Reza2kn's picture
Update: ~2.1GB INT4 payload, verified working
e53d4d5 verified
metadata
title: LocateAnything-3B WebGPU (INT4)
emoji: 🎯
colorFrom: blue
colorTo: indigo
sdk: static
pinned: false
license: apache-2.0
models:
  - Reza2kn/LocateAnything-3B-ONNX-WebGPU-INT4
  - nvidia/LocateAnything-3B
short_description: In-browser WebGPU open-vocab detection, INT4, no server

LocateAnything-3B — fully in-browser WebGPU (INT4)

Open-vocabulary object detection / visual grounding running 100% client-side in your browser with onnxruntime-web on the WebGPU execution provider. There is no server inference — the quantized model is downloaded once and runs on your own GPU.

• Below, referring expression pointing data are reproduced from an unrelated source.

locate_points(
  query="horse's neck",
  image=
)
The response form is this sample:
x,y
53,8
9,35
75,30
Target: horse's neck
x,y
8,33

Model: Reza2kn/LocateAnything-3B-ONNX-WebGPU-INT4 (source nvidia/LocateAnything-3B).

How it works

  1. Preprocess the image the way the original MoonViT processor does (rescale to ≤256 patches, pad to a multiple of 28, normalize, patchify) → pixel_values + grid_hws.
  2. Vision ONNXvisual_features.
  3. Build the prompt and tokenize with the model's tokenizer (transformers.js).
  4. Custom INT4 embedding gather in JS (group-wise (q-8)·scale, nibble-packed) builds inputs_embeds, splicing the visual features at the image-token positions — this is why the embedding table ships as 176 MB INT4 instead of 1.25 GB fp32.
  5. KV-cache autoregressive decode with the INT4 language graph (inputs_embeds in, past/present key-values) until the stop token.
  6. Parse <ref>label</ref><box>…</box> (coords 0–1000) and draw the boxes.

Requirements

  • A browser with WebGPU: Chrome/Edge 121+, or Safari 18+ (WebGPU enabled).
  • A GPU with a few GB free — the model is ~2.1 GB (INT4 language 1.65 GB + INT4 vision 0.25 GB + INT4 embeddings 0.18 GB). First load downloads these (chunked, with retry) and the browser caches them.

Verified end-to-end in headless Chrome (WebGPU): models load, prefill + KV-cache decode run at ~7.5 tok/s on an M2, and detection draws boxes. Detection speed depends on your GPU.